18. LinePlot Single:
    Plots multiple input columns (inpCol) against the output column (outCol) on the same plot, using different lines for each input column, with a legend to identify them.
    NOTE: SCALE THE DATA FOR BETTER VISUALIZATION

    def Lineplot_Single(df, inpCol, outCol)

    -   df (DataFrame): The input dataset containing the columns to plot.
    -   inpCol (list): A list of input columns (features) to plot against the output column.
    -   outCol (str): The output column (target variable) to plot against each input column.

19. RegressionPlot Multiple:
    Creates a set of subplots where each input column (inpCol) is plotted against the output column (outCol) in individual subplots.

    def RegressionPlot_Multiple(df, inpCol, outCol, figsize=(15, 5))

    -   df (DataFrame): The input dataset containing the columns to plot.
    -   inpCol (list): A list of input columns (features) to plot against the output column.
    -   outCol (str): The output column (target variable) to plot against each input column.
    -   figsize (tuple): Tuple defining the size of the overall figure (default: (15, 5)).

## EVALUATION

20. Compare Model Accuracy:
    The CompareAccuracy function is a utility to evaluate and compare the training and testing accuracy of multiple machine learning models on a given dataset.

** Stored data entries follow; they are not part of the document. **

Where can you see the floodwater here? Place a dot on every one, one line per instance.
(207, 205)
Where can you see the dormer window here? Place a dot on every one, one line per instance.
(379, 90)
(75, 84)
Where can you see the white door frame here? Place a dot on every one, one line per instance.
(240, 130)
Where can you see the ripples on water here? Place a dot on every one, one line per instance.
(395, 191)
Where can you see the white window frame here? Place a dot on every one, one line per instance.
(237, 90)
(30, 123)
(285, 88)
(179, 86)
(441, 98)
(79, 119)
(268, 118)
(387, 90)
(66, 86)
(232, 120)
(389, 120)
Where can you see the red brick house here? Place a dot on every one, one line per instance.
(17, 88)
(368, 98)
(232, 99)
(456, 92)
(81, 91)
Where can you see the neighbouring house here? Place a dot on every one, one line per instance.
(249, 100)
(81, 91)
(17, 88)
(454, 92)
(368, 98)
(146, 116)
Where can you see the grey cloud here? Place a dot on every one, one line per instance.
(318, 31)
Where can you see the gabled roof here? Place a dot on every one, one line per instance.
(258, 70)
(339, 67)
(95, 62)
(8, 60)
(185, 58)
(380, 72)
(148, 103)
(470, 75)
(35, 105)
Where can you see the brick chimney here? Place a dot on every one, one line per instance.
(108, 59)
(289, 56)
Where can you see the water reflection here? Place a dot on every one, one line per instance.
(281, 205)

It provides a simple way to benchmark different models and understand their performance.

    def CompareAccuracy(models, x_train, x_test, y_train, y_test):

    -   models (dict): A dictionary where keys are model names (str) and values are their respective model objects.
        Eg:
        models = {
        "svm": SVC(kernel='linear', random_state=42),
        "knn": KNeighborsClassifier(n_neighbors=5)
        }

    -   x_train: The feature set for training the models.
    -   x_test: The feature set for testing the models.
    -   y_train: The target labels for training the models.
    -   y_test: The target labels for testing the models.

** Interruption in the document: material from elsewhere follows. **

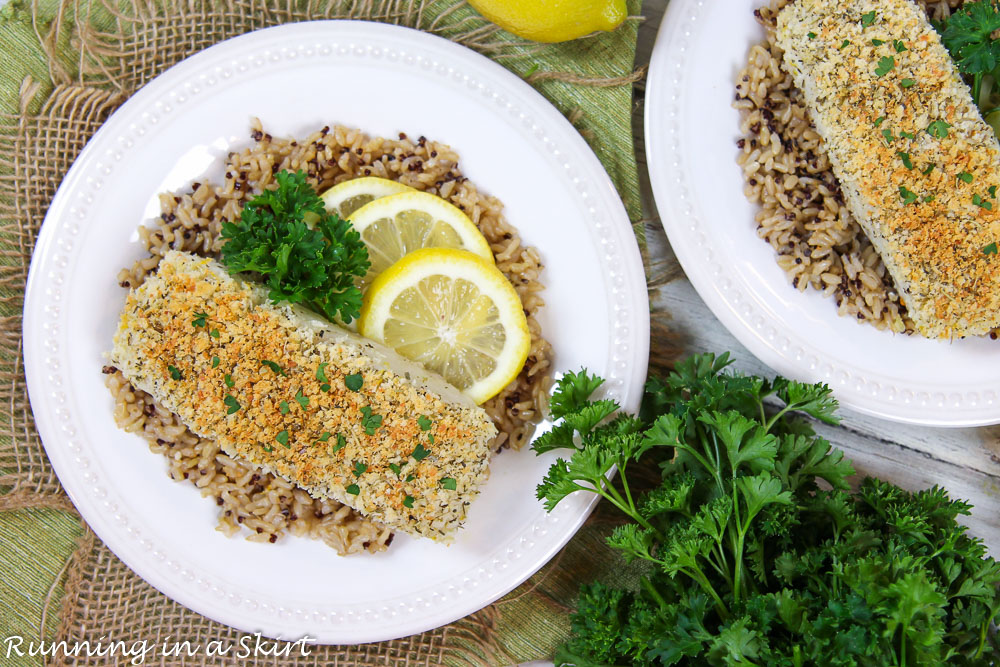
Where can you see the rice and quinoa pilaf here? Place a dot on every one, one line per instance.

21. Metrics_Clf (Classification Metrics):
    The Metrics_Clf function computes the following classification metrics:

    1. Accuracy: The proportion of correct predictions out of all predictions.
    2. Precision: The proportion of true positive predictions out of all predicted positives.
    3. Recall: The proportion of true positive predictions out of all actual positives.
    4. F1 Score: The harmonic mean of precision and recall, providing a balance between them.
    5. ROC AUC: The area under the Receiver Operating Characteristic (ROC) curve, indicating the model's ability to distinguish between classes.

    def Metrics_Clf(y_train, y_pred_train, y_test, y_pred_test):

    -   y_train: The true labels of the training set.
    -   y_pred_train: The predicted labels for the training set.
    -   y_test: The true labels of the testing set.
    -   y_pred_test: The predicted labels for the testing set.

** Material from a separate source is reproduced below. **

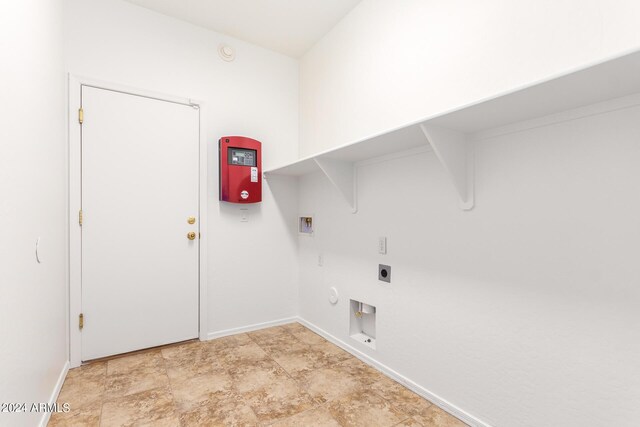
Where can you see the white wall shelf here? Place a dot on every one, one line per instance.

22. Metrics_Reg (Regression Metrics):
    The Metrics_Reg function computes the following regression metrics:

    1. Mean Absolute Error (MAE): The average of the absolute differences between predicted and actual values.
    2. Mean Squared Error (MSE): The average of the squared differences between predicted and actual values.
    3. Root Mean Squared Error (RMSE): The square root of the Mean Squared Error, which gives an estimate of the standard deviation of the prediction error.
    4. R² Score (Coefficient of Determination): A measure of how well the model explains the variance in the data.

    def Metrics_Reg(y_train, y_pred_train, y_test, y_pred_test):

    -   y_train: The true labels of the training set.
    -   y_pred_train: The predicted labels for the training set.
    -   y_test: The true labels of the testing set.
    -   y_pred_test: The predicted labels for the testing set.

23. TrainEvaluate_Classifier:
    A function to train, evaluate, and print results for any classifier, optionally using resampling and preprocessing.

    def TrainEvaluate_Classifier(model, x_train, y_train, x_test, y_test, preprocessor=None, resampler=None):
    Parameters:

    -   model: Any classifier (e.g., XGBClassifier, RandomForest, etc.)
    -   x_train: Training features
    -   y_train: Training labels
    -   x_test: Testing features
    -   y_test: Testing labels
    -   preprocessor: Any preprocessing steps (like scaling, encoding, etc.)
    -   resampler: Optional resampling technique (e.g., SMOTE, ADASYN, etc.)